For deployment pipelines, agents are useful for pre-deployment validation. The policy grants read access to the plan output and nothing else. No cloud provider API access, no infrastructure state writes.

Different pipeline stages warrant different policies. Because policies are files, you maintain one per stage and review changes to them in pull requests like any other configuration.

For Non-Technical Users

OpenShell’s interface is CLI-first, so there is not a GUI for this population to use, which incurs a cost to learn the technology, and triggers a sellback effect where these users will just go back to using agents without guardrails.

Using a managed OpenShell deployment, a marketing writer can get an agent with read access to the content repository and write access to a drafts folder. An ops analyst can get an agent wired to dashboards and reporting APIs, with all inference routed locally so source data stays on the network. The agent is the same. The policy defines the scope.

NVIDIA’s NemoClaw takes this further for personal use.

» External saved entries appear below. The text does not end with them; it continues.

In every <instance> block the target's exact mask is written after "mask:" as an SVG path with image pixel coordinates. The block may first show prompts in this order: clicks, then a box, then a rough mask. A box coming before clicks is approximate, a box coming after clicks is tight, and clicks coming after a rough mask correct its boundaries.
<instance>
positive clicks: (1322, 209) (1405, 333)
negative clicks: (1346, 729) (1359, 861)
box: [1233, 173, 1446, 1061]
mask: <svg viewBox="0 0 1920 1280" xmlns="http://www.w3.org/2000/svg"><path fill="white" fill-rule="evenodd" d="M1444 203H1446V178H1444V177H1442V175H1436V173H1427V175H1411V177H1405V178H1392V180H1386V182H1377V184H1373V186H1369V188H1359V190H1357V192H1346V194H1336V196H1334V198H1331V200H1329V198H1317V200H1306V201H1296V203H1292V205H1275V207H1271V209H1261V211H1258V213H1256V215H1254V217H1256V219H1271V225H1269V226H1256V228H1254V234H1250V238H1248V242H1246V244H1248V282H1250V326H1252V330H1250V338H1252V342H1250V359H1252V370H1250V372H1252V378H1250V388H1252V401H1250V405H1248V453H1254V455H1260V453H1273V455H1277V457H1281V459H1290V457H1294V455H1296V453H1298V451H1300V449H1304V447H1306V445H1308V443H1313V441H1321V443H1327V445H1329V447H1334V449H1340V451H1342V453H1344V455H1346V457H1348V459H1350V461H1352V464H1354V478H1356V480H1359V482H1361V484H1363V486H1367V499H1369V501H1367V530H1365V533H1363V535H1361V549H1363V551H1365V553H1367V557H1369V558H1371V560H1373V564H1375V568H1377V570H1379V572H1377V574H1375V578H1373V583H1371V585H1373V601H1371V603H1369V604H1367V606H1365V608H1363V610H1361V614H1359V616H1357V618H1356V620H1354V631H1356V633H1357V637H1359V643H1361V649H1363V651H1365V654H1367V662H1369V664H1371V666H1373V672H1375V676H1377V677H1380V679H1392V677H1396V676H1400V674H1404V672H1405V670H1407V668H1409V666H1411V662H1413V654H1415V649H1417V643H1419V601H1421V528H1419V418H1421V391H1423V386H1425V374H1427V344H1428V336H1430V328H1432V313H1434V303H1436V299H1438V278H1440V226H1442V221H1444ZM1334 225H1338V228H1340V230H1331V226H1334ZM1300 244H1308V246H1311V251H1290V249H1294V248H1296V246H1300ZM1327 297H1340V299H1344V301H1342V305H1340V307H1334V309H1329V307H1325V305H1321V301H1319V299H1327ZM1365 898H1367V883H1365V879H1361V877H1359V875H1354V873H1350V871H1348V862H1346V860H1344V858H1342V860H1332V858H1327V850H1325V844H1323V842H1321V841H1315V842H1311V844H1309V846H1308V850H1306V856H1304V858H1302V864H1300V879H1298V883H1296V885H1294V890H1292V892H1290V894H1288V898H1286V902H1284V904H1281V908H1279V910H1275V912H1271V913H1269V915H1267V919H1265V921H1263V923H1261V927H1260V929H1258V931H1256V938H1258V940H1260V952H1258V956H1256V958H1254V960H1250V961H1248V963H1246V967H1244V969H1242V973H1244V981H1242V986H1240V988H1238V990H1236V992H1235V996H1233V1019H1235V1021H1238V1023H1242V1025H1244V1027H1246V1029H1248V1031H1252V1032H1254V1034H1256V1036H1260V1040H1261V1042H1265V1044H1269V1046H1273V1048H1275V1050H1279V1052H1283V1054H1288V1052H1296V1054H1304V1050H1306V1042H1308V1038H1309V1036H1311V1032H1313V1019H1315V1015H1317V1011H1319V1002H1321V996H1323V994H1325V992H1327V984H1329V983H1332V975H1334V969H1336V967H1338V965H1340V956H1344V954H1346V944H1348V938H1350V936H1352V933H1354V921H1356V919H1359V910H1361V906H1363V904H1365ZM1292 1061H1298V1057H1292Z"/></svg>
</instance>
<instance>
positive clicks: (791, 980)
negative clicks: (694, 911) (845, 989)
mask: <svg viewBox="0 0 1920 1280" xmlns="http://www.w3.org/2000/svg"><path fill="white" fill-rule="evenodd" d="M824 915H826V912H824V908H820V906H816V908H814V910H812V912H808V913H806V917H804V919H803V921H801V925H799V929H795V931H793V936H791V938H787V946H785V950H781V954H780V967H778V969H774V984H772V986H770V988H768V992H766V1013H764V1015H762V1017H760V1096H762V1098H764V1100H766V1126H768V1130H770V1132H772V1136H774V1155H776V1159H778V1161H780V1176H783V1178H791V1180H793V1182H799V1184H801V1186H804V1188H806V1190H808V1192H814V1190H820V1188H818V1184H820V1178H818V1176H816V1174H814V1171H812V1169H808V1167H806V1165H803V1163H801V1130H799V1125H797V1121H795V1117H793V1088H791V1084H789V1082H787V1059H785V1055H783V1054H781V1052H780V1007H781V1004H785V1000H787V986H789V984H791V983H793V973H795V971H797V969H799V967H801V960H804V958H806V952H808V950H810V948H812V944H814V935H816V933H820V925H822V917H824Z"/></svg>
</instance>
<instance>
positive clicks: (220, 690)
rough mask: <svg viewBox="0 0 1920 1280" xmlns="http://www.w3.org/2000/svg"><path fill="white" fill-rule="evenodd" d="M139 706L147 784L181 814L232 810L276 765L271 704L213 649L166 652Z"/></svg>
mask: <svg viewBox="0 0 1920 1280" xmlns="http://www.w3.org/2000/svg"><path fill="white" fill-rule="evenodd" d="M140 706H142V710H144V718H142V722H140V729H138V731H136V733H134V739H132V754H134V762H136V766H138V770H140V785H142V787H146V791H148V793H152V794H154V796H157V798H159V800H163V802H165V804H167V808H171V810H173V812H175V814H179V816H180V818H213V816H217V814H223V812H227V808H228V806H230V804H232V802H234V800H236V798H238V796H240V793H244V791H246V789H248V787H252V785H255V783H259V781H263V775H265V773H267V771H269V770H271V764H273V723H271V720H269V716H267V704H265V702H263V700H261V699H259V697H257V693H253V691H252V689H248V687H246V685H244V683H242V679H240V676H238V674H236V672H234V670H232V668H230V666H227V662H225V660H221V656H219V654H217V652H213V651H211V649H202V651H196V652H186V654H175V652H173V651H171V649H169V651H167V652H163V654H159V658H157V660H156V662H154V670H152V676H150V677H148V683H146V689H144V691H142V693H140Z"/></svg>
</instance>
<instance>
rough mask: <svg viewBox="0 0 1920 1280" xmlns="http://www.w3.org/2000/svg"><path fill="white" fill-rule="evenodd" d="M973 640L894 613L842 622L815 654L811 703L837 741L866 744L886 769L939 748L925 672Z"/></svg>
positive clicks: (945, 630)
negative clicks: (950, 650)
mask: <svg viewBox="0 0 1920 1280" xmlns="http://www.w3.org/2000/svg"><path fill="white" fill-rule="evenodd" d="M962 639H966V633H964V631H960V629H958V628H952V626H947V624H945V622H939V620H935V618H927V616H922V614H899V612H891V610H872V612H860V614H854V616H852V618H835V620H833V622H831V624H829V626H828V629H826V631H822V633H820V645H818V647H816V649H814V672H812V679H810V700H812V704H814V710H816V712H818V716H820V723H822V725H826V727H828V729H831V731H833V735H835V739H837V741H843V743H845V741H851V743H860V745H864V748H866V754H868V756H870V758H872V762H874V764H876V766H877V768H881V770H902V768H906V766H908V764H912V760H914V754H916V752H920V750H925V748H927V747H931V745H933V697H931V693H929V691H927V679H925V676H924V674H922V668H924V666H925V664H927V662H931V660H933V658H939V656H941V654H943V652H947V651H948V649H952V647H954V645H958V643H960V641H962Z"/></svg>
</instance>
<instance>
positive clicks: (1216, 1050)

NemoClaw wraps OpenShell with pre-configured privacy policies and open models into a single-command deployment. You get a self-evolving personal agent with sensible defaults, without managing gateway configuration yourself.

The gap is real: anyone writing their own policies today needs to understand what their agent does at the process level. That will improve. The architecture for delegating configuration to a platform team or a reference stack is already there.